HHS’s history of punishing religious groups 

The EMTALA guidance is yet another example of the government weaponizing HHS to achieve its policy goals, regardless of its impact on religious objectors.  For example, in 2011, HHS issued a federal contraceptive mandate as part of the Affordable Care Act (ACA). This mandate required employers to provide contraceptives in their health insurance plans, including those that many religious groups consider to be abortion-causing drugs. Despite the many religious objections to the contraceptive mandate, HHS included only a narrow religious exemption. This exemption did not protect  groups like the Little Sisters of the Poor, a Catholic order of nuns that runs homes for the elderly poor. The Little Sisters were forced to litigate for over a decade to protect their religious exercise, with the Supreme Court stepping in three times. Their battle is still not over. 

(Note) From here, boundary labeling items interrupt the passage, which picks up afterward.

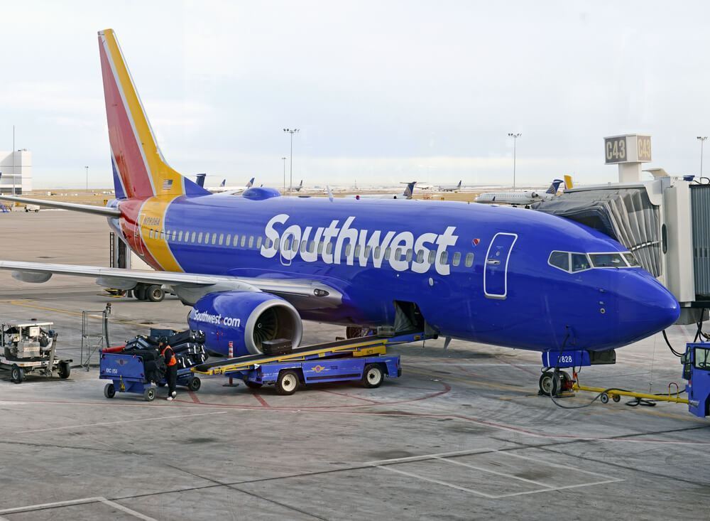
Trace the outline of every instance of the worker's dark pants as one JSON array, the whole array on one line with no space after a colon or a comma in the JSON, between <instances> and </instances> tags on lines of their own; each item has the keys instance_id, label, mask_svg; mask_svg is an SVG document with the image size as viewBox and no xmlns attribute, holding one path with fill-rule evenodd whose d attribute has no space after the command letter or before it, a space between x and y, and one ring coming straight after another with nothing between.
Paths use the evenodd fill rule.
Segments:
<instances>
[{"instance_id":1,"label":"worker's dark pants","mask_svg":"<svg viewBox=\"0 0 710 521\"><path fill-rule=\"evenodd\" d=\"M172 394L175 390L178 382L178 364L168 365L165 371L165 380L168 381L168 393Z\"/></svg>"}]
</instances>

Similarly in 2016, HHS issued regulations under the ACA that required doctors and hospitals to perform gender transition procedures and other treatments to alter a patient’s body in response to gender dysphoria. Healthcare professionals could be penalized for declining to help with a gender transition, even if it was against their medical judgment and religious beliefs. Becket represented the Christian Medical and Dental Associations (CMDA), a nonprofit organization of over 12,000 Christian healthcare professionals, and other parties who objected to this transgender mandate on religious grounds. CMDA spent more than six years in court fighting HHS’s transgender mandate before a federal appeals court ultimately concluded that the federal government had violated CMDA’s religious exercise.  

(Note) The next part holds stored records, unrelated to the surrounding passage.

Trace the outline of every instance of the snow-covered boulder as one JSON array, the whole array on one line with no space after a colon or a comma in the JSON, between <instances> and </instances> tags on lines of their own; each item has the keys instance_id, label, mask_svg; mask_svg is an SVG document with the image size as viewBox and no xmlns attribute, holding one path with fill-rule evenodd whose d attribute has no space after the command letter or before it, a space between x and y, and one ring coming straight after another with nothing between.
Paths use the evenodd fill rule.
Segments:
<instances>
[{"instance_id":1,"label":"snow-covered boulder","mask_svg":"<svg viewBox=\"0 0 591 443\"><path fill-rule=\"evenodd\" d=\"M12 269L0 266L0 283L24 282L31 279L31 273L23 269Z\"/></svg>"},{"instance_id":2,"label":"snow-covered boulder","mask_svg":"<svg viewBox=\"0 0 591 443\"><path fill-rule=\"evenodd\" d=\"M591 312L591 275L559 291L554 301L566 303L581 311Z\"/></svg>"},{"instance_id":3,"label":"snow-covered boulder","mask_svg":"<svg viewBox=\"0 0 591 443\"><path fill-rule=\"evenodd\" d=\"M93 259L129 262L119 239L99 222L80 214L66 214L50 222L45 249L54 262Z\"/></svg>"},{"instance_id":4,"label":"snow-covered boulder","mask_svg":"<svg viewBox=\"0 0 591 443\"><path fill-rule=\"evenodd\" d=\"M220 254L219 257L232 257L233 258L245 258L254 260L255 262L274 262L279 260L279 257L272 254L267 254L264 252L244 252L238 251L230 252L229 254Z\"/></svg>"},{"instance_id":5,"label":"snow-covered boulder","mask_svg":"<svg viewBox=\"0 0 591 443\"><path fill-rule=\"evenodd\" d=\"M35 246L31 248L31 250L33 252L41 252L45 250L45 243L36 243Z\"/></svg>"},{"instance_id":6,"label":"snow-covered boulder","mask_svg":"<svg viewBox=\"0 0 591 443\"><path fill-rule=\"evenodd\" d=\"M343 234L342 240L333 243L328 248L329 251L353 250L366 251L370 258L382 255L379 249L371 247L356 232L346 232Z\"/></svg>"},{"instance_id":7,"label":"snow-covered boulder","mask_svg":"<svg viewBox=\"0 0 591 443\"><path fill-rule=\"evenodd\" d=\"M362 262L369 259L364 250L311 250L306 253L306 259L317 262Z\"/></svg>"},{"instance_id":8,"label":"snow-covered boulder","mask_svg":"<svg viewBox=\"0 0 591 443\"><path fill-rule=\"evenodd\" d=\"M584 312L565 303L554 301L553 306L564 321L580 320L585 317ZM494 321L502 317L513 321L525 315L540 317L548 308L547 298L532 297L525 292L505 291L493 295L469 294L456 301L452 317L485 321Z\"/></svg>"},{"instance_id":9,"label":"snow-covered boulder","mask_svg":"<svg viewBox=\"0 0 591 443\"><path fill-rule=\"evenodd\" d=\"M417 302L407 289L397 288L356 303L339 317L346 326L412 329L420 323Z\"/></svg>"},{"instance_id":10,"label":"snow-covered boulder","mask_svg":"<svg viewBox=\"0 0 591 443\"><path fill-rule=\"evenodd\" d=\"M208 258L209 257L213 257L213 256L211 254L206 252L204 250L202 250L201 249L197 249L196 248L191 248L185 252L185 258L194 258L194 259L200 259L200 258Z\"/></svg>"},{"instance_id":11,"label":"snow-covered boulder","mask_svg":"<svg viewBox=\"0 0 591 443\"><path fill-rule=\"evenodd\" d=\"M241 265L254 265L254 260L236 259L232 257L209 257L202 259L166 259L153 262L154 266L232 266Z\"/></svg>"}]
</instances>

Becket defends religious healthcare professionals  

On February 27, 2024, Becket filed a friend-of-the-court brief on behalf of CMDA in support of Idaho. The brief argues that the government’s abortion mandate fails to consider the Religious Freedom Restoration Act (RFRA). When HHS issues regulations it is required to consider protections for religious Americans, and it failed to do so in this case. That is especially glaring given the government’s long history of losing in court when it fails to take RFRA seriously. 

The government’s mandate also runs counter to public opinion. According to the 2023 Religious Freedom Index, 71 percent of Americans think that healthcare workers should have the freedom not to participate in abortion if it goes against their religious beliefs. Religious healthcare professionals should never have to abandon their faith to care for those in need.  

Importance to Religious Liberty: 

  • Individual Freedom: The freedom of conscience is the human right to believe, express beliefs, and act according to the dictates of an individual’s conscience. Becket defends the right of all individuals to live according to their consciences without government coercion.